Specific interactions between macromolecules cause the formation of defined stoichiometric complexes. Depending on the ionic conditions, the RNA polymerase core enzyme exists in an equilibrium of multiple oligomeric states (39,50–52). To distinguish between the binding of an oligomer and the binding of multiple monomers, titration experiments were performed at salt concentrations that favor either the oligomeric or monomeric state of the RNA polymerase.

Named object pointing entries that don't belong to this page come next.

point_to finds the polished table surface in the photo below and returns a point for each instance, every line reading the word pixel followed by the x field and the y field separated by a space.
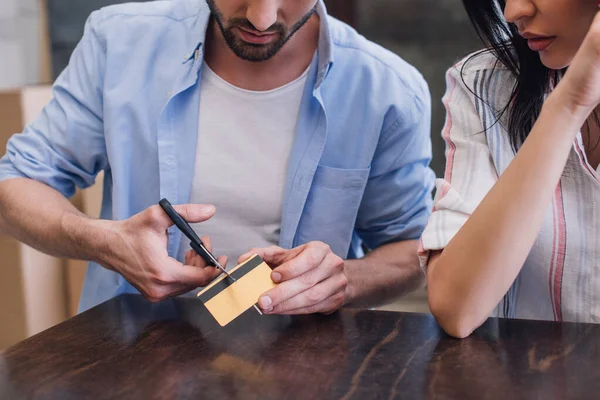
pixel 128 348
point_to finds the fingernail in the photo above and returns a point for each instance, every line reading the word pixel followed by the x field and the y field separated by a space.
pixel 276 277
pixel 265 302
pixel 209 209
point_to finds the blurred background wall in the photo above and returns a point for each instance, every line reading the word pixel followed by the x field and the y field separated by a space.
pixel 36 41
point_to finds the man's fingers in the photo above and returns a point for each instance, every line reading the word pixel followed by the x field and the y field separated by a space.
pixel 207 242
pixel 194 213
pixel 290 288
pixel 309 258
pixel 156 217
pixel 329 306
pixel 189 275
pixel 312 296
pixel 273 255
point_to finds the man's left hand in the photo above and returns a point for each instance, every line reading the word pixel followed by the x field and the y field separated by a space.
pixel 311 279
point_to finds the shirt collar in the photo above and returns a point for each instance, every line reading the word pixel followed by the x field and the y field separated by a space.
pixel 325 46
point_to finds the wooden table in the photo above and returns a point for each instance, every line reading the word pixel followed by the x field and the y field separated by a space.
pixel 130 349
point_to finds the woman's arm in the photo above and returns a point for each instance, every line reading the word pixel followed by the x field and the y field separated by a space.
pixel 476 269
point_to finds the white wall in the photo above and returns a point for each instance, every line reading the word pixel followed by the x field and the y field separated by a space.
pixel 20 22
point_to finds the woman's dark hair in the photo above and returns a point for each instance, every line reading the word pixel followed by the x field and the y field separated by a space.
pixel 533 79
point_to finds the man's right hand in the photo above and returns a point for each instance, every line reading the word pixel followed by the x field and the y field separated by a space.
pixel 137 249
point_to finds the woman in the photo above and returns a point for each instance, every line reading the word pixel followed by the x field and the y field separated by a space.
pixel 516 226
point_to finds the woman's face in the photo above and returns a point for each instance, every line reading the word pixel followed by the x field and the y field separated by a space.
pixel 554 28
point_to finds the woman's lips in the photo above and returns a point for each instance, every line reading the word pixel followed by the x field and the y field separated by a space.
pixel 540 43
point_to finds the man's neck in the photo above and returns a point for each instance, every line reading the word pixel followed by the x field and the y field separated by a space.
pixel 287 65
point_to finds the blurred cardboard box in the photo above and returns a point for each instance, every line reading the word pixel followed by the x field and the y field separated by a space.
pixel 36 291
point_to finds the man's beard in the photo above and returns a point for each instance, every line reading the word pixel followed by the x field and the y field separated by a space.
pixel 255 52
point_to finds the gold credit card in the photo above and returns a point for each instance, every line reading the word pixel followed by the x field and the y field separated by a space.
pixel 226 299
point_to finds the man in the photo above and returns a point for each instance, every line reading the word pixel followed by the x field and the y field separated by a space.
pixel 312 142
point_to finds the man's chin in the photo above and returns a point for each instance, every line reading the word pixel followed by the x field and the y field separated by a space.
pixel 255 53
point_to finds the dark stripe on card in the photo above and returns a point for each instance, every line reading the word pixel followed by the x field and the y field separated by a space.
pixel 226 282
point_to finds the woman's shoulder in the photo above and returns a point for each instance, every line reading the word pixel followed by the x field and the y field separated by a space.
pixel 484 78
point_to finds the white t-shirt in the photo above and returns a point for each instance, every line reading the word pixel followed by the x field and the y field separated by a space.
pixel 242 152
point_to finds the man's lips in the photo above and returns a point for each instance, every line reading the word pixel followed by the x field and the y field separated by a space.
pixel 256 37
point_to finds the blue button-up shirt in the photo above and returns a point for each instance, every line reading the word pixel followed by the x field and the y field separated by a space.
pixel 128 105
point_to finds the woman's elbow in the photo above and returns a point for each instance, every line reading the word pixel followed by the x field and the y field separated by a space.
pixel 455 321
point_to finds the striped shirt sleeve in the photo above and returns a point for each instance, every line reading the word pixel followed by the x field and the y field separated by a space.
pixel 470 171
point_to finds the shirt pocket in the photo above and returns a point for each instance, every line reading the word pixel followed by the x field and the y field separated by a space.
pixel 332 207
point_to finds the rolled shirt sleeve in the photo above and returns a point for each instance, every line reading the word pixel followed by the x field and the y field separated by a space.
pixel 397 200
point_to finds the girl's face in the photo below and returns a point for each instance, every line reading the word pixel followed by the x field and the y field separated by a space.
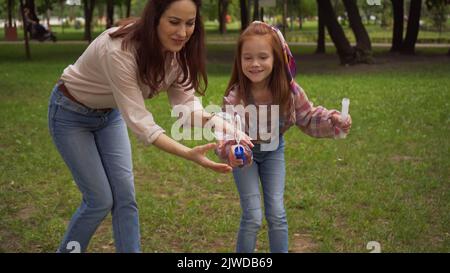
pixel 257 58
pixel 176 25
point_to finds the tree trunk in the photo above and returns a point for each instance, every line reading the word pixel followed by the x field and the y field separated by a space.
pixel 363 44
pixel 223 7
pixel 48 19
pixel 128 3
pixel 345 51
pixel 256 10
pixel 244 14
pixel 397 32
pixel 320 30
pixel 88 11
pixel 25 33
pixel 32 7
pixel 412 31
pixel 10 3
pixel 284 17
pixel 300 17
pixel 109 13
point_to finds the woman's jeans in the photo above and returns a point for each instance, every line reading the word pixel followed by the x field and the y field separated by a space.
pixel 269 167
pixel 96 148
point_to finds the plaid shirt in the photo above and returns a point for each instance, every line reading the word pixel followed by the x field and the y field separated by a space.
pixel 313 121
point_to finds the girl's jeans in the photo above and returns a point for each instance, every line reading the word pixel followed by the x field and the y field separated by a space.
pixel 269 167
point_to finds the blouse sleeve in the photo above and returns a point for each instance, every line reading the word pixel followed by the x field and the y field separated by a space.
pixel 120 69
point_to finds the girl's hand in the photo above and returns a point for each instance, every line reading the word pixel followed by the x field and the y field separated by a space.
pixel 337 121
pixel 197 154
pixel 234 162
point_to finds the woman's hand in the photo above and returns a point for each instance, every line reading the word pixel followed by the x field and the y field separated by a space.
pixel 344 125
pixel 197 154
pixel 234 162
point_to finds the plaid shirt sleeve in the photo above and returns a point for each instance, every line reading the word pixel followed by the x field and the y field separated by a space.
pixel 313 121
pixel 223 148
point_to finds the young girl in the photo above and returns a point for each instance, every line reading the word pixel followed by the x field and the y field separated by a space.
pixel 263 74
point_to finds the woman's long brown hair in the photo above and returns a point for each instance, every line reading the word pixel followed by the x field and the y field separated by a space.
pixel 278 82
pixel 142 34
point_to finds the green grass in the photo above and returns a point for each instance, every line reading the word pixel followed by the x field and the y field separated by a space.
pixel 387 182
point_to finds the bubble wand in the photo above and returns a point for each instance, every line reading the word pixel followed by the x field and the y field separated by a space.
pixel 238 148
pixel 344 115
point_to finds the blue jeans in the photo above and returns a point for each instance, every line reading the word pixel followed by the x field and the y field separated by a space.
pixel 269 167
pixel 96 148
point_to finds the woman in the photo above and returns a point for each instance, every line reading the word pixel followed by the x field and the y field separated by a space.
pixel 103 93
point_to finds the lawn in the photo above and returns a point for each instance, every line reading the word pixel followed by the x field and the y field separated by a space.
pixel 387 182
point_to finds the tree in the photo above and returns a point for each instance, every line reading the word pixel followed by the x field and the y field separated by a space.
pixel 320 30
pixel 397 32
pixel 345 51
pixel 109 13
pixel 412 30
pixel 256 10
pixel 223 10
pixel 363 44
pixel 244 14
pixel 88 12
pixel 128 4
pixel 438 9
pixel 10 7
pixel 25 33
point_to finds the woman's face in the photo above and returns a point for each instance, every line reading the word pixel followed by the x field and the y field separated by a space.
pixel 176 25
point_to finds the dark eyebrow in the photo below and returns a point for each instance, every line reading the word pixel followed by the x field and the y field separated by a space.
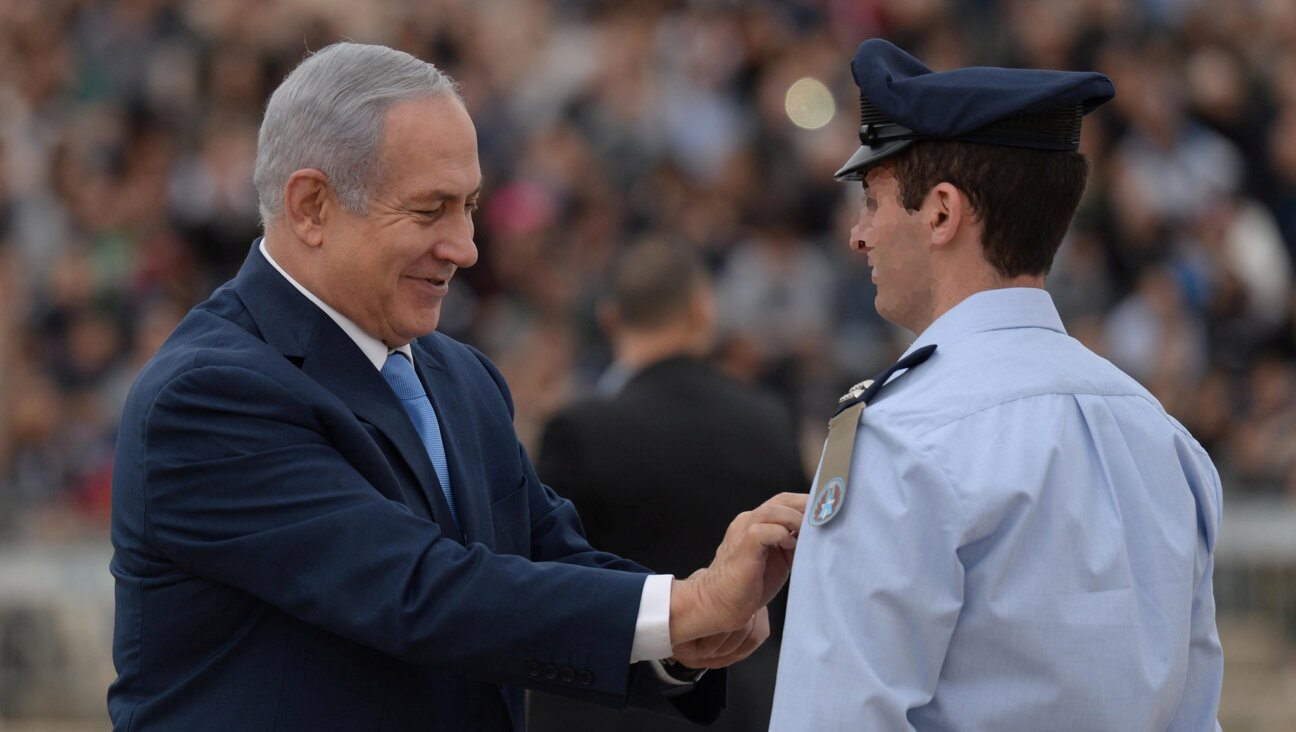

The titration of the core enzyme with vacant ribosomes in 55 mM KCl saturates at a one-to-one stoichiometry, while two equivalents of RNA polymerase bind to one equivalent of ribosomes under saturating conditions (Figure 2A and B, 55 mM KCl). At 250 mM KCl, a one-to-one complex is formed between the RNA polymerase and ribosomes at a saturating concentration of RNA polymerase (Figure 2B, 250 mM KCl). The similar sedimentation coefficients of ribosomes and of RNA polymerase•ribosome complexes indicate that only one ribosome is bound in each of the observed complexes. Ribosome dimers would sediment much faster than monomers, i.e. 100 Svedbergs versus 70, respectively (53–55).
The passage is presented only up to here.